歳をとると不健康な「悪いお手本」にも目を向ける

2017/01/10 23:35 に Megumi Tabuchi が投稿   [ 2017/01/11 19:36 に更新しました ]

 人間の行動方略は,加齢に伴ってどう変化していくのでしょう。「歳をとって守りが固くなった」という台詞はよく聞かれますが,本当に「攻めから守りに転じる」加齢変化はあるのでしょうか。今回は,加齢変化を直接みているわけではないものの,「いいお手本をみてそれに近づこうとするのか,悪いお手本をみてそれを回避しようとするのか」の行動方略について,高齢者と若者を比較した研究を紹介します。

Lockwood, Chasteen, & Wong (2005)Lockwoodはわれらが,というより尾崎先生が日本語訳を作ってくださっている「接近回避尺度」を作ったお人)は,人の健康行動が何によって動機付けられるのかが,若者と高齢者で異なるのではないかと考えました。若者はこれからいろいろと「獲得」していく未来を見ており,自分自身が健康を次第に失ってよぼよぼになっていくことはあまり考えないので,健康で元気な「よいお手本」の人を目指そうとする,つまり促進的な行動方略を好むのではないか,と予想しました。一方,高齢になってくると自分も不健康な状態を経験していたり,あるいは周囲の同世代の不健康状態や死を経験したりして,自分が死に近づく未来が現実のものとしてよりはっきり見えているので,「悪いお手本」にも動機付けられるようになるのではないか,と考えました。

まず研究1では,72名の若者(平均20.82±2.03歳)と68名の高齢者(平均65.69±4.14歳)を対象に調査を行いました。「誰かがあなたの日々の健康行動を変えようと助言している,と想像してみてください。すごく健康的な人が『よいお手本』として助言しようとする場合もあるでしょうし,体調がすごく悪い人が『悪いお手本』としてあなたに注意しようとすることもあるでしょう。実体験でも空想でもかまいません,想像してください。そしてどんな風に助言してくるか詳しく書いてください。」と教示しました。その結果,高齢者では50.77%が『悪い見本』の例を報告したのに対し,若者では『悪い見本』を報告したのは32.86%でした。

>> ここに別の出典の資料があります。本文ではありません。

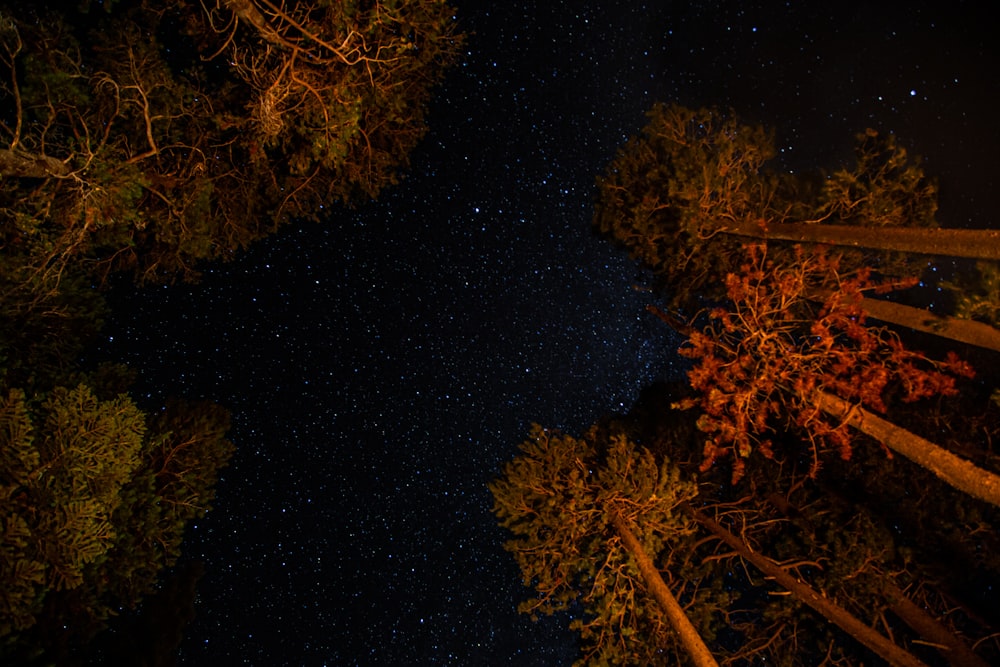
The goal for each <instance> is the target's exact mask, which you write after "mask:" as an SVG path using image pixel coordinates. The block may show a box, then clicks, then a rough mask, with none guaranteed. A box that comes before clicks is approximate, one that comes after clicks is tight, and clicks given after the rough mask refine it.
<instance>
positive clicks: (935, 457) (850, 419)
mask: <svg viewBox="0 0 1000 667" xmlns="http://www.w3.org/2000/svg"><path fill="white" fill-rule="evenodd" d="M812 398H813V401H814V402H815V404H816V407H818V408H819V409H820V410H822V411H823V412H825V413H827V414H828V415H831V416H833V417H836V418H837V419H840V420H842V421H843V422H844V423H846V424H847V425H848V426H851V427H853V428H856V429H857V430H859V431H861V432H862V433H865V434H867V435H870V436H871V437H873V438H875V439H876V440H878V441H879V442H881V443H882V444H883V445H885V446H886V447H888V448H889V449H891V450H893V451H894V452H898V453H899V454H902V455H903V456H905V457H906V458H908V459H910V460H911V461H913V462H914V463H916V464H917V465H920V466H922V467H924V468H926V469H927V470H930V471H931V472H932V473H934V474H935V475H937V476H938V477H939V478H941V479H942V480H943V481H944V482H946V483H947V484H950V485H951V486H953V487H955V488H956V489H958V490H959V491H962V492H964V493H967V494H969V495H970V496H973V497H974V498H979V499H980V500H985V501H986V502H988V503H992V504H993V505H997V506H1000V475H996V474H994V473H991V472H990V471H988V470H983V469H982V468H980V467H978V466H976V465H975V464H973V463H971V462H970V461H966V460H965V459H963V458H960V457H958V456H955V455H954V454H952V453H951V452H949V451H948V450H946V449H944V448H943V447H940V446H938V445H935V444H934V443H933V442H930V441H929V440H924V439H923V438H921V437H920V436H918V435H916V434H915V433H911V432H909V431H907V430H906V429H904V428H900V427H899V426H896V425H895V424H893V423H891V422H888V421H886V420H884V419H882V418H881V417H879V416H877V415H875V414H872V413H871V412H869V411H867V410H865V409H864V408H861V407H859V406H856V405H852V404H851V403H848V402H847V401H845V400H843V399H842V398H840V397H838V396H834V395H833V394H828V393H826V392H823V391H817V392H815V393H814V394H813V397H812Z"/></svg>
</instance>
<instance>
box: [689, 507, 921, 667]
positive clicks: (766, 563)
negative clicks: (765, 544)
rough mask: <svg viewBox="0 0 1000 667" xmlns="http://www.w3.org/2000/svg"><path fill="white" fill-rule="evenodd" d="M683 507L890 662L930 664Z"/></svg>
mask: <svg viewBox="0 0 1000 667" xmlns="http://www.w3.org/2000/svg"><path fill="white" fill-rule="evenodd" d="M681 508H682V509H684V510H685V511H686V512H688V514H690V515H691V516H692V517H693V518H694V520H695V521H697V522H698V523H700V524H701V525H703V526H705V527H706V528H708V530H709V531H711V532H712V534H713V535H715V536H716V537H718V538H719V539H721V540H722V541H723V542H725V543H726V544H728V545H729V546H730V547H732V548H733V550H735V551H736V553H738V554H739V555H740V556H741V557H742V558H743V559H744V560H745V561H748V562H749V563H750V564H752V565H753V566H754V567H756V568H757V569H758V570H760V571H761V572H762V573H763V574H764V575H766V576H768V577H772V578H773V579H774V580H775V581H776V582H778V584H780V585H781V586H782V587H783V588H785V589H786V590H787V591H789V592H790V593H791V594H792V595H794V596H795V598H796V599H798V600H800V601H801V602H803V603H805V604H807V605H809V606H810V607H812V608H813V609H814V610H815V611H817V612H818V613H819V614H821V615H822V616H823V618H825V619H827V620H828V621H830V622H831V623H834V624H835V625H837V627H839V628H840V629H841V630H843V631H844V632H846V633H847V634H849V635H851V636H852V637H854V638H855V639H857V640H858V641H859V642H861V643H862V644H863V645H865V646H867V647H868V648H869V649H871V650H872V651H874V652H875V653H877V654H878V655H879V656H881V657H882V658H883V659H885V660H886V661H888V662H889V664H890V665H894V667H927V665H926V664H924V663H923V662H922V661H920V660H919V659H918V658H916V657H915V656H914V655H913V654H911V653H909V652H908V651H906V650H904V649H902V648H900V647H899V646H897V645H896V644H894V643H893V642H891V641H889V640H888V639H886V638H885V637H884V636H883V635H882V634H881V633H879V632H877V631H875V630H874V629H872V628H871V627H869V626H868V625H866V624H865V623H864V622H862V621H861V620H860V619H858V618H857V617H856V616H854V615H853V614H851V613H850V612H849V611H847V610H846V609H844V608H843V607H841V606H839V605H837V604H836V603H834V602H833V601H832V600H829V599H827V598H826V597H824V596H822V595H820V594H819V593H817V592H816V591H815V590H813V588H812V587H811V586H809V585H808V584H806V583H804V582H802V581H799V579H797V578H796V577H794V576H792V575H791V574H790V573H789V572H788V571H787V570H785V569H784V568H783V567H781V566H780V565H778V564H777V563H775V562H774V561H773V560H771V559H770V558H767V557H766V556H763V555H761V554H759V553H757V552H755V551H753V550H752V549H750V547H749V546H747V545H746V544H745V543H744V542H743V540H741V539H740V538H738V537H736V536H735V535H733V534H732V533H730V532H729V531H728V530H726V529H725V528H723V527H722V526H721V525H719V523H718V522H716V521H715V520H714V519H711V518H709V517H708V516H707V515H706V514H703V513H701V512H699V511H698V510H696V509H694V508H693V507H692V506H691V505H689V504H687V503H684V504H682V505H681Z"/></svg>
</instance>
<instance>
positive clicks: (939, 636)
mask: <svg viewBox="0 0 1000 667" xmlns="http://www.w3.org/2000/svg"><path fill="white" fill-rule="evenodd" d="M882 590H883V592H884V594H885V597H886V600H887V601H888V603H889V609H890V610H892V613H894V614H895V615H896V616H897V617H899V619H900V620H901V621H903V622H904V623H906V624H907V625H908V626H910V628H912V629H913V630H914V631H915V632H917V633H918V634H919V635H920V636H921V637H923V638H924V639H925V640H926V641H928V642H931V643H933V644H934V645H935V646H940V647H941V649H940V650H941V655H943V656H944V658H945V660H947V661H948V664H949V665H951V666H952V667H989V665H988V664H986V661H985V660H983V659H982V658H980V657H979V656H977V655H976V654H975V653H973V652H972V649H970V648H969V647H968V646H966V645H965V642H963V641H962V640H961V639H960V638H959V637H957V636H955V633H953V632H952V631H951V630H949V629H948V628H946V627H945V626H944V625H942V624H941V623H940V622H939V621H938V620H937V619H936V618H934V617H933V616H931V615H930V614H929V613H927V611H925V610H924V609H923V608H922V607H921V606H919V605H917V604H915V603H914V602H913V600H911V599H910V598H908V597H907V596H906V593H904V592H903V591H902V590H900V588H899V587H898V586H896V584H894V583H892V582H891V581H886V582H885V583H884V584H883V586H882Z"/></svg>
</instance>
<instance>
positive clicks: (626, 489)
mask: <svg viewBox="0 0 1000 667" xmlns="http://www.w3.org/2000/svg"><path fill="white" fill-rule="evenodd" d="M521 451H522V453H521V455H520V456H519V457H518V458H516V459H515V460H514V461H512V462H510V463H509V464H507V466H505V468H504V475H503V477H501V478H500V479H498V480H496V481H494V482H493V483H492V484H491V485H490V490H491V491H492V492H493V497H494V499H495V507H494V511H495V512H496V514H497V516H498V518H499V520H500V523H501V525H502V526H504V527H506V528H507V529H509V530H510V531H511V532H512V533H513V534H514V537H513V538H512V539H511V540H510V541H508V542H507V543H506V544H505V545H504V546H505V548H506V549H507V550H508V551H510V552H511V553H513V554H514V557H515V558H516V559H517V562H518V565H520V567H521V571H522V573H523V575H524V583H525V584H526V585H530V586H532V587H533V588H534V589H535V590H536V591H537V593H538V597H537V598H534V599H531V600H528V601H527V602H524V603H522V604H521V605H520V606H519V609H520V611H522V612H525V613H531V614H532V615H535V614H537V613H539V612H541V613H546V614H552V613H554V612H558V611H563V610H567V609H571V608H574V607H575V606H576V605H581V606H582V607H583V610H584V612H585V615H586V617H585V618H583V619H577V620H575V621H573V623H572V624H571V627H572V628H574V629H577V630H579V631H580V634H581V638H582V639H583V641H584V647H585V648H584V653H585V657H584V658H583V659H582V660H581V664H648V663H650V662H662V661H663V660H664V651H667V650H671V648H670V647H671V646H676V642H677V641H678V639H679V641H680V642H681V644H682V645H683V647H684V651H685V652H686V653H687V654H688V655H689V656H691V659H692V660H693V661H694V662H695V664H698V665H714V664H715V661H714V659H713V658H712V657H711V654H710V653H709V652H708V649H707V648H706V647H705V645H704V642H703V641H702V639H701V638H700V636H699V635H698V633H697V631H696V630H695V629H694V627H693V626H692V625H691V623H690V621H688V620H687V617H686V616H685V614H684V612H683V611H682V608H681V607H680V606H679V604H678V603H677V601H676V599H675V598H674V596H673V594H672V593H671V592H670V589H669V588H668V587H667V586H666V584H665V583H664V582H663V581H662V579H661V578H660V576H659V573H658V571H657V570H656V569H655V567H653V565H652V562H651V561H650V557H649V554H650V553H656V552H657V551H658V550H659V549H660V548H661V546H662V543H663V540H664V539H668V538H669V537H670V536H671V535H673V534H675V533H681V534H683V533H686V532H689V530H690V529H689V528H687V527H686V526H685V525H684V524H685V522H683V521H681V520H680V519H679V517H678V515H677V513H676V512H675V508H676V506H677V504H678V503H679V502H681V501H682V500H683V499H685V498H690V497H692V496H693V494H694V489H693V487H692V486H691V485H690V484H689V483H685V482H682V481H681V480H680V479H679V477H678V472H677V470H676V468H671V467H670V466H668V465H667V464H662V465H657V464H656V462H655V461H654V460H653V458H652V456H651V455H650V454H649V452H641V453H640V452H638V451H636V450H635V448H634V446H633V445H631V443H628V442H627V441H626V440H625V439H624V438H621V437H619V438H615V439H613V441H612V442H611V443H610V444H609V447H608V450H607V451H606V452H605V453H603V454H599V453H598V452H597V451H596V449H595V448H594V446H593V445H592V444H591V443H590V442H588V441H587V440H586V439H577V438H573V437H570V436H567V435H562V434H559V433H554V432H550V431H547V430H545V429H542V428H541V427H540V426H537V425H536V426H534V427H532V431H531V436H530V438H529V439H528V440H526V441H525V442H524V443H522V445H521ZM654 596H655V597H654ZM657 605H661V606H657ZM670 628H673V632H675V633H676V636H675V635H673V632H671V630H670Z"/></svg>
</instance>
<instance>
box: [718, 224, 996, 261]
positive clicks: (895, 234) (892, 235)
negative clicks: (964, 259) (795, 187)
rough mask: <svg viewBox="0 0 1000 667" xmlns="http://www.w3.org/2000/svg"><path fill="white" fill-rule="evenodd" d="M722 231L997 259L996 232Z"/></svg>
mask: <svg viewBox="0 0 1000 667" xmlns="http://www.w3.org/2000/svg"><path fill="white" fill-rule="evenodd" d="M723 231H724V232H726V233H728V234H735V235H737V236H749V237H753V238H757V239H765V240H767V239H774V240H778V241H793V242H795V243H823V244H826V245H836V246H848V247H852V248H871V249H874V250H895V251H899V252H912V253H916V254H920V255H938V256H947V257H970V258H974V259H1000V229H940V228H933V227H930V228H928V227H879V228H872V227H855V226H849V225H822V224H807V223H791V222H785V223H777V224H771V225H768V226H767V228H766V229H764V228H763V227H761V226H760V225H755V224H753V223H746V224H740V225H736V226H733V227H730V228H728V229H725V230H723Z"/></svg>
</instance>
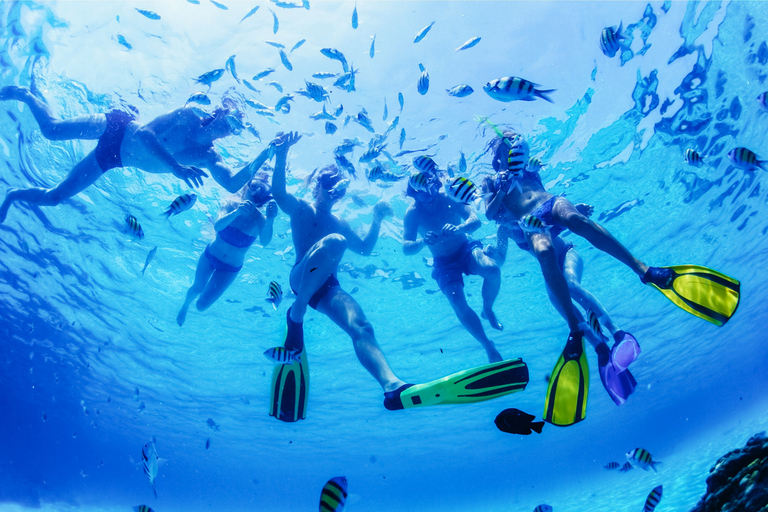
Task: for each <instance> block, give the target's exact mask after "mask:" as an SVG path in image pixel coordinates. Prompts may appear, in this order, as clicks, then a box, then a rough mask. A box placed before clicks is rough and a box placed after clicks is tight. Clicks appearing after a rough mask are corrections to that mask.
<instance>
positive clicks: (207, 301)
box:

 そこで次の研究では,61名の若者(19.68±3.91歳)と45名の高齢者(67.67±3.91歳)を対象に調査を行い,各個人の制御焦点傾向と,「よいお手本(めっちゃスリムでスタイルいい人,めっちゃ健康な人等)」,「悪いお手本(めっちゃ太った人,病気持ちの人,等)」の6種類ずつの人にそれぞれ健康改善を進められたらどの程度やる気になるか,を測定しました。まず,促進も予防も若者の方が高く,かつ促進の方が予防よりも高いという傾向は,若者の方が強い結果となりました(Figure1)。
 そして,「どちらのお手本によりやる気になるか」を比較したところ,若者は「よいお手本」の人にすすめられたほうがやる気になるけど,高齢者では「よいお手本」でも「悪いお手本」でも同じぐらいやる気になる,ということが分かりました(Figure3)。なお,高齢者だけで調査を行ったところ,促進的な人は「よいお手本」,予防的な人は「悪いお手本」でよりやる気になる,という結果になりました。

 もし行動方略としての制御焦点傾向に加齢変化があるのだとすれば,リスクや失敗の経験や予測が人生の長さに比例して増え,それが身体の衰えと相俟って,促進的な方略を容易にとらなくなる,ということかもしれません。


(文献)

Lockwood, P., Chasteen, A. L., & Wong, C (2005) Age and Regulatory Focus DeterminePreferences for Health-Related Role Models. Psychology & Aging, 20(3), 376–389.